Following the Electoral Code, the elections of June 30 will now go forward with the registered parties, which include the PS, as well as former President Bamir Topi’s FRD, Top Channel director Ben Blushi’s LIBRA, and possibly the “new” opposition party announced by former PD member Astrit Patozi, Democratic Conviction (BD).
Only a political agreement between the government and opposition can now avoid a scenario in which for the first time since 1991 the opposition fully boycotts the elections. In 2017, a last-minute agreement was struck between opposition and government after intense international pressure. This agreement, however, in the words of the OSCE-ODIHR report, “jeopardized the rule of law.”

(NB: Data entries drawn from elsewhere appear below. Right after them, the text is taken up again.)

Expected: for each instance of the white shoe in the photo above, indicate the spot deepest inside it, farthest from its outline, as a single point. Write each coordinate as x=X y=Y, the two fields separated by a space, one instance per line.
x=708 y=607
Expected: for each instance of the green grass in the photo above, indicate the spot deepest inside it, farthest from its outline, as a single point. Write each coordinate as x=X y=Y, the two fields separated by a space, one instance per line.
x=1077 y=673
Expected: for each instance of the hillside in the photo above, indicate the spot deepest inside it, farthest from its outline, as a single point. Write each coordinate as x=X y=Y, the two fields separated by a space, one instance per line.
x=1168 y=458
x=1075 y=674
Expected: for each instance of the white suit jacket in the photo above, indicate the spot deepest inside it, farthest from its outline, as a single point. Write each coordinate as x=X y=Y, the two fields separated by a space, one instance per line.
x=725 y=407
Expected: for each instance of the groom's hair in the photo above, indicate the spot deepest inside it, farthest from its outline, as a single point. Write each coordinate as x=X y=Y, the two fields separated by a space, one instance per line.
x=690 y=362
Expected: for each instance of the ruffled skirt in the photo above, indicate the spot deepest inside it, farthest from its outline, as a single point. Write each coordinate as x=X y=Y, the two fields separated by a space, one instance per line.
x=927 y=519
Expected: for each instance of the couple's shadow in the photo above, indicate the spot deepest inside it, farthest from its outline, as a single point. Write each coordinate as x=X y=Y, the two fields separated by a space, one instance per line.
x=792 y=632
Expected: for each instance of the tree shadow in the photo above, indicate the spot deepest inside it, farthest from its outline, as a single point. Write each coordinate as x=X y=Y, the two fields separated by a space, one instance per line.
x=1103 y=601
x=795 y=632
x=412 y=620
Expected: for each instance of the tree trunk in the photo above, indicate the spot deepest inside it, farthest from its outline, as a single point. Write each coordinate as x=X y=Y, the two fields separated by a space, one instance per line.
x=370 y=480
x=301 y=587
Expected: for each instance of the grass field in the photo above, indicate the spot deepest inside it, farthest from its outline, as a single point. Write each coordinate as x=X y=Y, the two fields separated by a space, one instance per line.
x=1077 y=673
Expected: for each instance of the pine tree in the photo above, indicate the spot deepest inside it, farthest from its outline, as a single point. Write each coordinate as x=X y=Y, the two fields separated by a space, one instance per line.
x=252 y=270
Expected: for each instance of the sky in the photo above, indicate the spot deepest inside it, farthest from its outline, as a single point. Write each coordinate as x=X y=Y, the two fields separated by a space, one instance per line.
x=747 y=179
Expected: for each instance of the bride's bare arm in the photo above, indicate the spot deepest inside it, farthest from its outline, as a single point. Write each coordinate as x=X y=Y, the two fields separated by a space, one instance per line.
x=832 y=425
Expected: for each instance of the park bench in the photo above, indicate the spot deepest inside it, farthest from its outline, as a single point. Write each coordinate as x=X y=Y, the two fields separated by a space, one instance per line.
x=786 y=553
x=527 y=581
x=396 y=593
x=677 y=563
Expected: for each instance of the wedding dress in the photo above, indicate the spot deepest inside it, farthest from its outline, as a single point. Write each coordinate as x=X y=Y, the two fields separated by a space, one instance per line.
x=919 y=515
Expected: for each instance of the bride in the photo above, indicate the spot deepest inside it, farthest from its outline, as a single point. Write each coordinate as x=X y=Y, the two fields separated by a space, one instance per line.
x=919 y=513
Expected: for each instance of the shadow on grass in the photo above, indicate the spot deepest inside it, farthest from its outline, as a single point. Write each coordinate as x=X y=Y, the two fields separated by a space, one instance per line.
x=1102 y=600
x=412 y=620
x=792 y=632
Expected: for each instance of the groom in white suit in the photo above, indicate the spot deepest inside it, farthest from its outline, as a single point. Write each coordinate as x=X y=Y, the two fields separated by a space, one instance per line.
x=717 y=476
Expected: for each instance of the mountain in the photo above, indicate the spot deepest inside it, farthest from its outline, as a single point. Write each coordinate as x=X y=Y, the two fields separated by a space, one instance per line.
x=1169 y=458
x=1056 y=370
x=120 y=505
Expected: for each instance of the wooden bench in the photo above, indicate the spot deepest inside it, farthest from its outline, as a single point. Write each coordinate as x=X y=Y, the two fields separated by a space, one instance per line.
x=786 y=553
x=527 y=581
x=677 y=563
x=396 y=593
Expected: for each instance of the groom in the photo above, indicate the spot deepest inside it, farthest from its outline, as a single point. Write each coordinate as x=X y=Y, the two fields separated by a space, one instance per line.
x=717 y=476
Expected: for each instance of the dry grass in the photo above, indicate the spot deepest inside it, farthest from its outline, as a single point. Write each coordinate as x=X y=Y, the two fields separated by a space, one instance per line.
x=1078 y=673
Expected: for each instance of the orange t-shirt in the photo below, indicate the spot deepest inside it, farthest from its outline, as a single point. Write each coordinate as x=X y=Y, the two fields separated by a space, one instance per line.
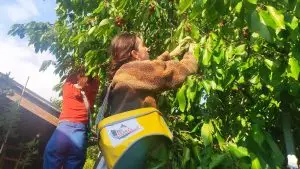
x=73 y=108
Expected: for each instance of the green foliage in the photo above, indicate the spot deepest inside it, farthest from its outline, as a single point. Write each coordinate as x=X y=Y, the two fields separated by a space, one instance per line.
x=227 y=115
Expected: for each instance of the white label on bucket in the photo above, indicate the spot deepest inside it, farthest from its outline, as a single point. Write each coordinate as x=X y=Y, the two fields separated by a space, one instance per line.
x=123 y=130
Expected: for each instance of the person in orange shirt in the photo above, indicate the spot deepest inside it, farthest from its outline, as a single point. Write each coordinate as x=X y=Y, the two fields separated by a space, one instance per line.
x=67 y=145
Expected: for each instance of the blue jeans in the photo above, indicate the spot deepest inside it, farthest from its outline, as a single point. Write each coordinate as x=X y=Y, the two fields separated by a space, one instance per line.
x=67 y=147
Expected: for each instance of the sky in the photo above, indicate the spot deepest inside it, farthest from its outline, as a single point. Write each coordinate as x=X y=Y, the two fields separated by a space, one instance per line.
x=16 y=56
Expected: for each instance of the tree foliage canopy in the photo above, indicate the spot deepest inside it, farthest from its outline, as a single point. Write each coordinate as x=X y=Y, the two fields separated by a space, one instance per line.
x=229 y=114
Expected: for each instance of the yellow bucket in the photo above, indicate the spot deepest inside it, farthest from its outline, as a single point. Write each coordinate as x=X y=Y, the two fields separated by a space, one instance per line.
x=125 y=138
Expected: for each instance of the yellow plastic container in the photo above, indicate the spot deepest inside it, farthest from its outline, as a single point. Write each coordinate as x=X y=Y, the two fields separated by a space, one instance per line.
x=125 y=138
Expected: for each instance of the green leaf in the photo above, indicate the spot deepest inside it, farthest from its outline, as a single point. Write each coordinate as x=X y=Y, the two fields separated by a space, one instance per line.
x=181 y=98
x=45 y=65
x=206 y=57
x=276 y=16
x=240 y=50
x=184 y=5
x=267 y=19
x=100 y=8
x=195 y=32
x=294 y=68
x=186 y=156
x=217 y=160
x=206 y=85
x=260 y=28
x=238 y=152
x=252 y=1
x=104 y=22
x=294 y=23
x=206 y=133
x=255 y=164
x=269 y=63
x=238 y=7
x=229 y=52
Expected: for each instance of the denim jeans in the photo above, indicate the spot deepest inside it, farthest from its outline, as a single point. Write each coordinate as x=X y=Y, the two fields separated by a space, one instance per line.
x=67 y=147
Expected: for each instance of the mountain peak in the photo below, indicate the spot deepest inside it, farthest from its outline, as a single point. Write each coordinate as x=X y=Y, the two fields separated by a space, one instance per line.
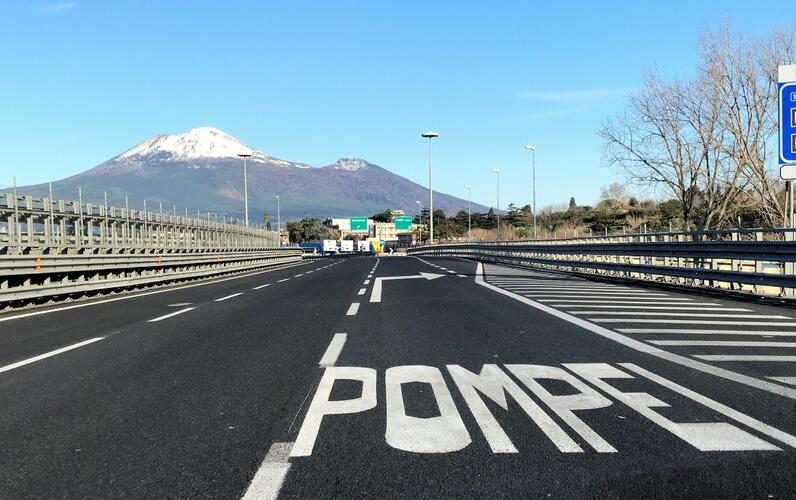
x=351 y=164
x=199 y=142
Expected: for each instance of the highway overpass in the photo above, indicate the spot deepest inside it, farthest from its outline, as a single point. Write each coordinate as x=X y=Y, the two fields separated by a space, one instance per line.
x=483 y=370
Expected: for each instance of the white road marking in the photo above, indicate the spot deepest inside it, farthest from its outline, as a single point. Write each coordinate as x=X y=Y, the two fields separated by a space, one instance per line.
x=745 y=357
x=143 y=294
x=715 y=405
x=785 y=380
x=175 y=313
x=689 y=331
x=693 y=306
x=723 y=343
x=48 y=354
x=269 y=477
x=689 y=314
x=690 y=322
x=765 y=385
x=375 y=294
x=333 y=351
x=228 y=297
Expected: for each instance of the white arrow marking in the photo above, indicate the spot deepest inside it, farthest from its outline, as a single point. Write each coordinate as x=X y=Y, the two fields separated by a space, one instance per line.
x=375 y=295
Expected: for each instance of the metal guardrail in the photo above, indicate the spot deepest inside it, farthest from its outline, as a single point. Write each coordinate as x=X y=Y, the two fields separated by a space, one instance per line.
x=40 y=225
x=61 y=250
x=760 y=261
x=29 y=279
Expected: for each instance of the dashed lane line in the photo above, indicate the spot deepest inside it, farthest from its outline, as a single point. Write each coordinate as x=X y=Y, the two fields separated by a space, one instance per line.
x=269 y=477
x=333 y=351
x=222 y=299
x=48 y=354
x=170 y=315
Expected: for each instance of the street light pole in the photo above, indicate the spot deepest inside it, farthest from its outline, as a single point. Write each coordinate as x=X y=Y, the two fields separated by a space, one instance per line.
x=532 y=149
x=245 y=188
x=430 y=135
x=497 y=172
x=278 y=221
x=469 y=211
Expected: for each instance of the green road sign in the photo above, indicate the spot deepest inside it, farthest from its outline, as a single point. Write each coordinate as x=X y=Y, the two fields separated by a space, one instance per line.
x=359 y=223
x=403 y=223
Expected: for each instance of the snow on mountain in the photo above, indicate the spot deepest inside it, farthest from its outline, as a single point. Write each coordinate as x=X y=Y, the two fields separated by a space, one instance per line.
x=351 y=164
x=196 y=143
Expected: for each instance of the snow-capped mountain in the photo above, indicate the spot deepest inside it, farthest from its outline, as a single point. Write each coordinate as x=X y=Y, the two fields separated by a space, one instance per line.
x=200 y=169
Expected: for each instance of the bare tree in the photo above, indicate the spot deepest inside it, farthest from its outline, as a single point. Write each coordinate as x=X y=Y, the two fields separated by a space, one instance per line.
x=648 y=143
x=741 y=73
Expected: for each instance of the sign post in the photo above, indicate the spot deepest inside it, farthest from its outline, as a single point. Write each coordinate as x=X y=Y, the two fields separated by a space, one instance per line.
x=786 y=98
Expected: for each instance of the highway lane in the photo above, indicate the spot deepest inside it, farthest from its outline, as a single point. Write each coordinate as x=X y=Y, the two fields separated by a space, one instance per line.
x=183 y=407
x=228 y=399
x=26 y=333
x=663 y=444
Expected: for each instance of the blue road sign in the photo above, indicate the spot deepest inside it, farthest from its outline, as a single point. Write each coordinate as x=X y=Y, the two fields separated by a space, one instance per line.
x=787 y=122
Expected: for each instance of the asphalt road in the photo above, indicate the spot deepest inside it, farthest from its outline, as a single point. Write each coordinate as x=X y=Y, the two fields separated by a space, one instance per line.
x=456 y=380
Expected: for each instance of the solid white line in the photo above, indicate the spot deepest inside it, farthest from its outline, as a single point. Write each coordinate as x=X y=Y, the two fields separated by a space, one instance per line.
x=689 y=322
x=144 y=294
x=630 y=293
x=557 y=297
x=667 y=301
x=765 y=385
x=269 y=477
x=175 y=313
x=228 y=297
x=333 y=351
x=722 y=343
x=688 y=331
x=785 y=380
x=678 y=307
x=48 y=354
x=689 y=314
x=742 y=357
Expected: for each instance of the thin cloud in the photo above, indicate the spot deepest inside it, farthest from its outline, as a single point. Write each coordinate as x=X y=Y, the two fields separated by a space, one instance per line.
x=575 y=95
x=549 y=113
x=54 y=8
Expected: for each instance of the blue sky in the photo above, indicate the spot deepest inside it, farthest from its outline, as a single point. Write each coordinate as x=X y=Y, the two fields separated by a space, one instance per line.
x=312 y=81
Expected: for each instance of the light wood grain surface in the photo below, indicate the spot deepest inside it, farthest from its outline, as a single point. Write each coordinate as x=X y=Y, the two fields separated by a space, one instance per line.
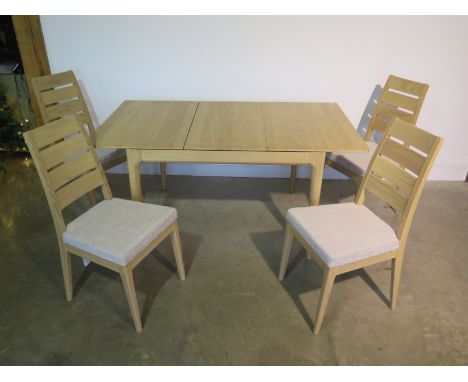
x=309 y=127
x=147 y=125
x=230 y=126
x=227 y=126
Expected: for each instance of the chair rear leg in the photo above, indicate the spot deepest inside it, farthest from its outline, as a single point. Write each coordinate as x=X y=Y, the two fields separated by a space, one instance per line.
x=292 y=180
x=287 y=245
x=127 y=279
x=175 y=239
x=396 y=273
x=162 y=169
x=327 y=283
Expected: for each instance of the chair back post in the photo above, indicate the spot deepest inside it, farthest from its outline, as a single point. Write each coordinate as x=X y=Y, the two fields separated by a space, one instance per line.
x=399 y=169
x=67 y=165
x=400 y=98
x=59 y=95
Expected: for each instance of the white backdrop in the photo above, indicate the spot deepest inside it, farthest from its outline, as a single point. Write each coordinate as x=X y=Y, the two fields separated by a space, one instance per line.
x=300 y=58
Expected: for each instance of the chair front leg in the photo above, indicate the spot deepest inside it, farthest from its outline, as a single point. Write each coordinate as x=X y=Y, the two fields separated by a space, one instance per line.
x=396 y=273
x=127 y=279
x=67 y=273
x=91 y=195
x=292 y=179
x=327 y=283
x=287 y=245
x=175 y=239
x=162 y=169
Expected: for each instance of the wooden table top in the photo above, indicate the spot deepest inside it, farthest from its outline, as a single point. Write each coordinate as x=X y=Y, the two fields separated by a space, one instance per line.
x=230 y=126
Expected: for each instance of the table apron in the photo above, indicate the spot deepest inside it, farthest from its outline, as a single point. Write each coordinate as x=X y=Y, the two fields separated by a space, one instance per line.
x=231 y=157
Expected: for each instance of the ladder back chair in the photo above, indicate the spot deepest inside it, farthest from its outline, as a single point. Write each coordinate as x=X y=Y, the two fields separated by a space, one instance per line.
x=348 y=236
x=400 y=98
x=59 y=95
x=115 y=233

“The implementation of the political agreement created challenges for the election administration and resulted in a selective and inconsistent application of the law. […] While the agreement contributed to a more inclusive electoral process and less polarized campaign, its implementation often jeopardized fundamental principles of the rule of law. […] While largely inclusive, the candidate registration process suffered from selective and inconsistent application of the law and was, at times, based on the political agreement rather than the law. […]
However, the 18 May political agreement was given legal effect at the expense of the rule of law […]. All amendments were voted on in one day, contrary to the constitutionally-prescribed legislative procedure. At odds with OSCE commitments and Council of Europe standards, the process lacked transparency and consultation with stakeholders, while the late timing created significant difficulties in the implementation of key aspects of the election administration. Last minute legislative changes challenged legal certainty and undermined consistency of the legal framework as some of the new provisions were not harmonized with the Electoral Code.”
This will be the same lawless territory we are entering once again, two years later, with international actors weary of direct intervention as the EU Parliamentary Elections approach. Nevertheless, EU Ambassador Luigi Soreca has already scheduled a meeting tomorrow with the leaders of the opposition.